Reputation: 12865
I have g++ 4.7.3 compiler. I'm trying to follow the optimisation flags description http://gcc.gnu.org/onlinedocs/gcc-4.7.3/gcc/Optimize-Options.html and have a next problem:
I have a program, which gives different times with -O2 and -O3 flag. -O2 is twice faster than -O3. Time is 8ms with O2 and 16ms with O3.
So I would like to understand what exactly makes difference. In the link above I see:
"O3 Optimize yet more. -O3 turns on all optimizations specified by -O2 and also turns on the -finline-functions, -funswitch-loops, -fpredictive-commoning, -fgcse-after-reload, -ftree-vectorize and -fipa-cp-clone options."
So I simply take -O2 and add all described flags:
-O2 -finline-functions -funswitch-loops -fpredictive-commoning -fgcse-after-reload -ftree-vectorize -fipa-cp-clone
And time is 30ms. But this set of options should be equivalent to -O3. Why time is different? Where do I do something wrong?
P.S. All results are perfectly reproducible with precision of 1ms.
I have checked the options using
g++ -c -Q -Ox --help=optimizers
and saw that O3 has one more additional option: -ftree-loop-distribute-patterns. But when I add it the the options set:
-O2 -finline-functions -funswitch-loops -fpredictive-commoning -fgcse-after-reload -ftree-vectorize -fipa-cp-clone -ftree-loop-distribute-patterns
the speed is still 30ms.
Upvotes: 6
Views: 904
Reputation: 7488
You can get g++
to show you what options is active with the -Q
option:
g++ -c -Q -O3 --help=optimizers
The output is something like:
-O<number>
-Ofast
-Os
-falign-functions [enabled]
-falign-jumps [enabled]
-falign-labels [enabled]
-falign-loops [enabled]
-fasynchronous-unwind-tables [enabled]
-fbranch-count-reg [enabled]
-fbranch-probabilities [disabled]
-fbranch-target-load-optimize [disabled]
-fbranch-target-load-optimize2 [disabled]
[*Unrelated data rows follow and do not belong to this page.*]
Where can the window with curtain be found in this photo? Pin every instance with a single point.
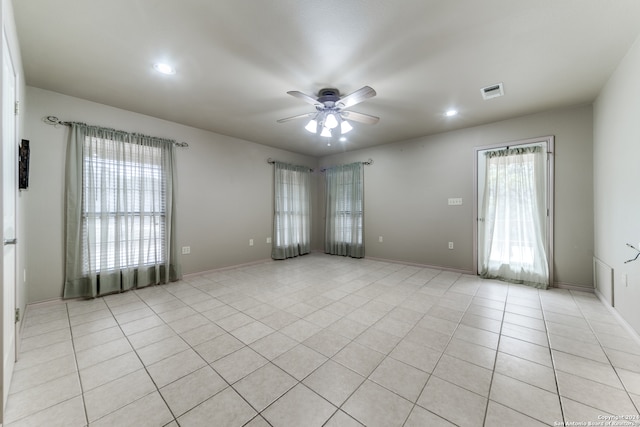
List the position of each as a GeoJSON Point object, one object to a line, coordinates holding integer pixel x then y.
{"type": "Point", "coordinates": [292, 211]}
{"type": "Point", "coordinates": [120, 212]}
{"type": "Point", "coordinates": [345, 210]}
{"type": "Point", "coordinates": [513, 244]}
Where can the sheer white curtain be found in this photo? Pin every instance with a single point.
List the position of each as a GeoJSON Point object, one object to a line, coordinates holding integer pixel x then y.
{"type": "Point", "coordinates": [513, 245]}
{"type": "Point", "coordinates": [120, 212]}
{"type": "Point", "coordinates": [345, 210]}
{"type": "Point", "coordinates": [292, 211]}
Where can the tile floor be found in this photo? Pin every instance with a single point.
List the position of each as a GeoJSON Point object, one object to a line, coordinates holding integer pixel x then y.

-fbtr-bb-exclusive [disabled]
-fcaller-saves [enabled]
-fcombine-stack-adjustments [enabled]
-fcommon [enabled]
-fcompare-elim [enabled]
-fconserve-stack [disabled]
-fcprop-registers [enabled]
-fcrossjumping [enabled]
-fcse-follow-jumps [enabled]
-fcx-fortran-rules [disabled]
-fcx-limited-range [disabled]
-fdata-sections [disabled]
-fdce [enabled]
ETC..
Upvotes: 7